David Abel


Silly Game 3.0: Zippable Words


I'm back with another goofy little word game (see previous installments here and here). This time, I explore the prevelance of word pairs with the structure illustrated by the following image (more from the reddit post here):

After I saw this, I was curious about word pairs of this kind. In particular, I started thinking about the following questions: how many other word pairs exist in the standard English language that could be stitched together to create graphics of this form? What are the longest such pairs? To make things concrete, let's define the specific property as follows:

Definition (Teach Peace Property): The Teach Peace property is said to obtain of a word pair \(w_1, w_2\), if \(len(w_1) = len(w_2)\), and there is some prefix/suffix length \(n\) such that \(0 < n < len(w_1) \) where the following three hold:
  1. (Diff prefix): \(w_1[:n] \neq w_2[:n]\)
  2. (Diff suffix): \(w_1[-n:] \neq w_2[-n:]\)
  3. (Same middle): \(w_1[n:-n] == w_2[n:-n]\).

Per the image above, the Teach Peace property says that two words are the same length, have different suffixes/prefixes (of the same length), but share characters in the middle of the word (of the same length). Of course there are many such short words: (can, bat), (tin, hit), and so on. However, it is a bit harder to come up with longer words that satisfy the property.

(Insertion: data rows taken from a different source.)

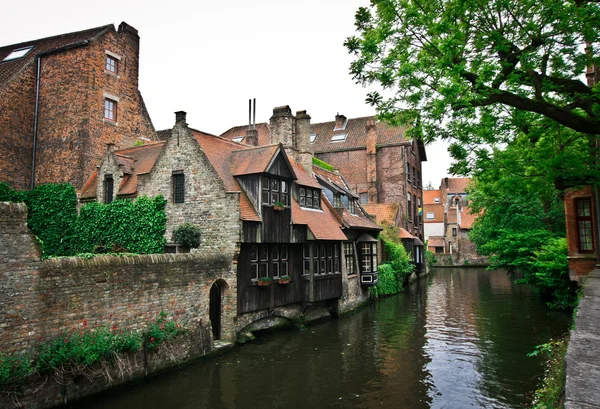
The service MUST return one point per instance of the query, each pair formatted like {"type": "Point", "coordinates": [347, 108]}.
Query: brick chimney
{"type": "Point", "coordinates": [303, 150]}
{"type": "Point", "coordinates": [282, 126]}
{"type": "Point", "coordinates": [340, 122]}
{"type": "Point", "coordinates": [370, 128]}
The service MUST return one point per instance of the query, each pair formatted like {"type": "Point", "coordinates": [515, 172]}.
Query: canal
{"type": "Point", "coordinates": [459, 338]}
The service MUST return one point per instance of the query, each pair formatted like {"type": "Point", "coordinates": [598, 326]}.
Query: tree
{"type": "Point", "coordinates": [479, 71]}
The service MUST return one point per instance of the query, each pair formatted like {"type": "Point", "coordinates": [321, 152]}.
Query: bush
{"type": "Point", "coordinates": [187, 235]}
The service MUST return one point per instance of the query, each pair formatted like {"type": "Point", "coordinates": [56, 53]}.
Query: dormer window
{"type": "Point", "coordinates": [352, 206]}
{"type": "Point", "coordinates": [17, 53]}
{"type": "Point", "coordinates": [309, 198]}
{"type": "Point", "coordinates": [275, 191]}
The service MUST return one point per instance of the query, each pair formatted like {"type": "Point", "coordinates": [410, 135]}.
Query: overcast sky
{"type": "Point", "coordinates": [209, 57]}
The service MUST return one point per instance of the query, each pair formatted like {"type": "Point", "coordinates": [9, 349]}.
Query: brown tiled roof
{"type": "Point", "coordinates": [361, 218]}
{"type": "Point", "coordinates": [437, 210]}
{"type": "Point", "coordinates": [249, 161]}
{"type": "Point", "coordinates": [264, 134]}
{"type": "Point", "coordinates": [435, 242]}
{"type": "Point", "coordinates": [429, 195]}
{"type": "Point", "coordinates": [135, 161]}
{"type": "Point", "coordinates": [356, 135]}
{"type": "Point", "coordinates": [456, 185]}
{"type": "Point", "coordinates": [219, 152]}
{"type": "Point", "coordinates": [467, 219]}
{"type": "Point", "coordinates": [10, 68]}
{"type": "Point", "coordinates": [385, 213]}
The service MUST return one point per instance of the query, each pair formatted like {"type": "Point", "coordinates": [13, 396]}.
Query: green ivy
{"type": "Point", "coordinates": [323, 164]}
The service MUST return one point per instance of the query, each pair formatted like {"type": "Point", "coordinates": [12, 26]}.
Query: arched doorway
{"type": "Point", "coordinates": [214, 311]}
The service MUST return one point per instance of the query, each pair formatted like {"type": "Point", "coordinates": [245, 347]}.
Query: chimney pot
{"type": "Point", "coordinates": [180, 116]}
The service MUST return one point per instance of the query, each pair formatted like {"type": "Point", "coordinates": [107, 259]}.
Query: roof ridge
{"type": "Point", "coordinates": [100, 28]}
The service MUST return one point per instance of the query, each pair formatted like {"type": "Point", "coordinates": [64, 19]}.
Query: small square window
{"type": "Point", "coordinates": [110, 109]}
{"type": "Point", "coordinates": [112, 64]}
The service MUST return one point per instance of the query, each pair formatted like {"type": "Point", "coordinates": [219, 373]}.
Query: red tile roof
{"type": "Point", "coordinates": [10, 68]}
{"type": "Point", "coordinates": [429, 195]}
{"type": "Point", "coordinates": [385, 213]}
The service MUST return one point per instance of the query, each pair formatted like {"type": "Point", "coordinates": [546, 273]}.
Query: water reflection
{"type": "Point", "coordinates": [458, 339]}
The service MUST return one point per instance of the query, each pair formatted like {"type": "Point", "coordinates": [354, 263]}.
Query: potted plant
{"type": "Point", "coordinates": [284, 279]}
{"type": "Point", "coordinates": [264, 281]}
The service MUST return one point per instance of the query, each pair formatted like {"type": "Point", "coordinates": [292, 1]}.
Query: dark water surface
{"type": "Point", "coordinates": [456, 339]}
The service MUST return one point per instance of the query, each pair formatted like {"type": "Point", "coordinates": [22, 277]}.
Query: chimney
{"type": "Point", "coordinates": [180, 116]}
{"type": "Point", "coordinates": [371, 160]}
{"type": "Point", "coordinates": [282, 126]}
{"type": "Point", "coordinates": [340, 122]}
{"type": "Point", "coordinates": [303, 150]}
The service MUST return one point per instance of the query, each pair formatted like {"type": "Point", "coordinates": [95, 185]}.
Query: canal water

I was curious (as with the other word games) about the longest such pair, and the general density of satisficing word pairs amongst different corpora. I put together some code to play around with these questions. I didn't find any pairs that were quite as satisfying (semantically) as teach-peace, but I found a few. First, let's look at a few interesting (relatively long) satisfying word pairs for the usual word list (the 3000 most common words in English):

  1. (burden, murder)
  2. (attention, potential)
  3. (infection, effective)

And a few groups of words that are all inter-satisficing (that is, they define large equivalence classes):

  1. (operate, overall, average, therapy)
  2. (italian, qualify, quality, realize, reality)
  3. (russian, session, massive, passion, mission, missile)
  4. (adventure, attention, incentive, scientist, intention, potential, essential)
  5. (impressive, depression, expressive)

The largest equivalence class (for words of length four or greater) was seven ('adventure', 'attention', ...).

I next visualized the density of the total number of satisficing pairs of different lengths. As with many phenomena in natural language, the distribution ends up being Zipf-like, both for the common words corpus and Alice in Wonderland corpus:

So, in the above plots, the x-axis denotes the number of matching letters between word pairs. So, for instance, "eat" and "car" would have a match length of one, while "teach" and "peach" have a match length of three. Given each corpus, the above plots show how many total words there are that satisfy the teach-peace property for each length.

As mentioned, the code is available in case you would like to play around with this property as well. Plenty of follow up things to try out: for instance, automatically generating images like the above given a satisficing word pair, or inspecting the relative ratio of teach-peace words compared to word-pairs that share any subset of n letters.